Desperté en la madrugada bañado en sudor y con una sed horrenda cuando en mi sueño volvía a mi cuerpo y estaba parado frente a ella, y sobre la cubierta de ese libro caían las cenizas de mi mano carbonizada.
La dichosa tortura de mi peregrinaje cotidiano se evaporó de improviso cuando me enteré de que alguien había comprado la librería para convertirla en gimnasio. Un mal día de invierno, el propietario me advirtió que tenía un mes para amasar todos los libros que pudiera, porque se llevaría el resto de su catálogo de vuelta a España. Pero yo no deseaba ninguno de sus libros; me apenaba tener que renunciar a la apacible contemplación de mi muerte y de nuestra tregua dichosa. Lloré con la idea de perderla para siempre, y de perder con ella la tranquilidad que inundaba mi corazón desde que la conocí. Traté de convencer al librero de que me la vendiera, pero se negó por las mismas razones.
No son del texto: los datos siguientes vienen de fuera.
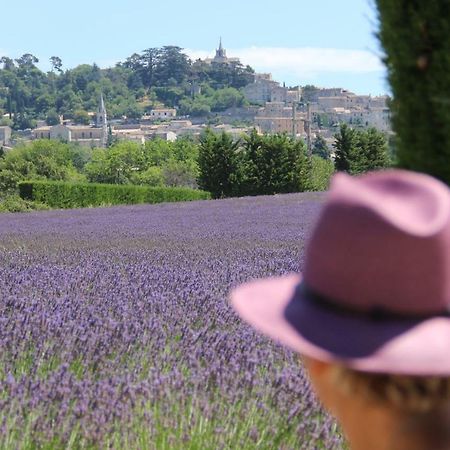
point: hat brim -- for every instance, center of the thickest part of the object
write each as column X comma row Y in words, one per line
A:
column 278, row 309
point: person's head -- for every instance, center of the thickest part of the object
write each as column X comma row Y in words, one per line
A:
column 371, row 311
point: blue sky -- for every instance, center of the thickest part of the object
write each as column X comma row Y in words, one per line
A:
column 329, row 43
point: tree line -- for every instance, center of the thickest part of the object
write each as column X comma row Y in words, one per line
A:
column 252, row 165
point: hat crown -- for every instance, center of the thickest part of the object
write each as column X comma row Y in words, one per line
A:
column 383, row 242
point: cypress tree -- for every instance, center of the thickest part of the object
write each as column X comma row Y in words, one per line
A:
column 415, row 35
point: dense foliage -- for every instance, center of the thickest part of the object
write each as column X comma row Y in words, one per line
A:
column 359, row 151
column 268, row 164
column 154, row 77
column 416, row 38
column 59, row 194
column 157, row 163
column 116, row 331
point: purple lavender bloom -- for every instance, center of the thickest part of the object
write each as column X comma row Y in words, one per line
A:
column 115, row 329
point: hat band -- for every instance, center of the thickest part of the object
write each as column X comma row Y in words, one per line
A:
column 375, row 313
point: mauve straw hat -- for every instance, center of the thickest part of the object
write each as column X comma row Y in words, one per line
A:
column 375, row 292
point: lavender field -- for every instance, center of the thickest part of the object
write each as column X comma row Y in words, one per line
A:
column 115, row 329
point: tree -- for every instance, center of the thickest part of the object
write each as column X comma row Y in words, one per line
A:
column 42, row 159
column 272, row 164
column 345, row 143
column 56, row 63
column 415, row 36
column 218, row 164
column 359, row 151
column 148, row 63
column 320, row 147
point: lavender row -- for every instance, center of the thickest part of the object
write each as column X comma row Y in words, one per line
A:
column 115, row 328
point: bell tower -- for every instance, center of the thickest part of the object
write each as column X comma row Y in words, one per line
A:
column 102, row 121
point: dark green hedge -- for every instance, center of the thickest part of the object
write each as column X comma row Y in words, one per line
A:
column 75, row 195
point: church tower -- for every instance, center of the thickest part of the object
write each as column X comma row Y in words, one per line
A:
column 102, row 121
column 221, row 54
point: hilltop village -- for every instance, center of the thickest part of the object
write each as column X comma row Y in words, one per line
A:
column 269, row 107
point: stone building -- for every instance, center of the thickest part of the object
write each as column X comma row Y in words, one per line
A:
column 276, row 117
column 221, row 57
column 85, row 135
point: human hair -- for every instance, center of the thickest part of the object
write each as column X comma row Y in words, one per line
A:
column 415, row 394
column 421, row 404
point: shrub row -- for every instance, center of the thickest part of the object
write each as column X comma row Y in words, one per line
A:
column 59, row 194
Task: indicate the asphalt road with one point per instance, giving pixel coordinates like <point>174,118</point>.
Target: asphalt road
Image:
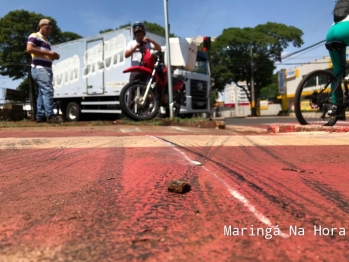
<point>100,194</point>
<point>252,121</point>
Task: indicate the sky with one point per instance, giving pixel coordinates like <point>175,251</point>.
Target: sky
<point>187,18</point>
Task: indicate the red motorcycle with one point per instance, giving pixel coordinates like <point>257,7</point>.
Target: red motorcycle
<point>142,98</point>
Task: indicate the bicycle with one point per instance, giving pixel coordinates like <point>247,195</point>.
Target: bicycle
<point>330,101</point>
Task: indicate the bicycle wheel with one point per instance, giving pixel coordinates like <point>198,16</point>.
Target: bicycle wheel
<point>313,99</point>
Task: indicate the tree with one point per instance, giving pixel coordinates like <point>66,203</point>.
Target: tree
<point>271,91</point>
<point>15,27</point>
<point>230,56</point>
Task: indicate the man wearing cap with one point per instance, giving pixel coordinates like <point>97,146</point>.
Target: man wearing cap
<point>42,56</point>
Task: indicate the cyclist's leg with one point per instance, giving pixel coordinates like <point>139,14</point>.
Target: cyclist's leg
<point>339,32</point>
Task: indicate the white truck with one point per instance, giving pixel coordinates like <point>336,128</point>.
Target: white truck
<point>88,77</point>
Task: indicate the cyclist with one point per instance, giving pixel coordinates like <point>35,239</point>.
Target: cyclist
<point>339,31</point>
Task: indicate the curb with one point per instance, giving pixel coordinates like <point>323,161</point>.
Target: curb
<point>299,128</point>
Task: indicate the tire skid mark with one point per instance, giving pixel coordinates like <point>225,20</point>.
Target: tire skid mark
<point>280,188</point>
<point>328,193</point>
<point>322,189</point>
<point>235,193</point>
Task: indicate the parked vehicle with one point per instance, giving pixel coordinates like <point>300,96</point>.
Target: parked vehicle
<point>89,76</point>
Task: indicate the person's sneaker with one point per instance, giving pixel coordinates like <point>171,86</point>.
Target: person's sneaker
<point>40,120</point>
<point>54,119</point>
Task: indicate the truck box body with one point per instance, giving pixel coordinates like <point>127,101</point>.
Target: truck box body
<point>89,76</point>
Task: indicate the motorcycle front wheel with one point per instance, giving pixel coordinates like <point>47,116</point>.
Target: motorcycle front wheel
<point>131,103</point>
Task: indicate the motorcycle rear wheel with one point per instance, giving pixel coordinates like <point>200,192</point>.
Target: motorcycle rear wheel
<point>130,102</point>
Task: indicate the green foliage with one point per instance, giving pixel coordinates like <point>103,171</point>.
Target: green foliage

Durante varios días, una idea me consumió los sesos como gusanos sobre un cadáver. Dejar de contemplarla hubiera significado mi ruina, la estocada final al hábito que justificaba la renovación cotidiana de mi aliento; hubiera sido el regreso a esa habitación gris, a esos libros polvosos, a esa dura cama, a ese frío y a esa ceguera demoniaca de las bestias infernales que chillaban el réquiem de mi último adiós. Si no podía tenerla, perdería el punto de comparación, la medida de la noche que aún separa mis sueños de los suyos.
Finalmente la robé. No: la salvé. Me la llevé de su alcoba sentada en su sillón adusto, con su concierto de afinidades enmohecidas, envuelta en una sábana blanca. Cuando llegamos a mi casa, ella seguía con la mirada impasible de siempre. Solo trajo su pequeño libro rojo y su vestido impoluto. En seguida la coloqué allí, encima de la chimenea, desde donde puede seguir ojeando el abismo de nuestra suerte, mientras yo escribo el recuento de esta farsa vital. Todos los días la veo, la admiro con sus ojos de muerte, recargada sobre el muro donde también descansan, me sonríen y me extrañan los espectros de mi padre y mis cuatro hermanos. A ella le construí un nicho, porque el fuego puede derretir su óleo.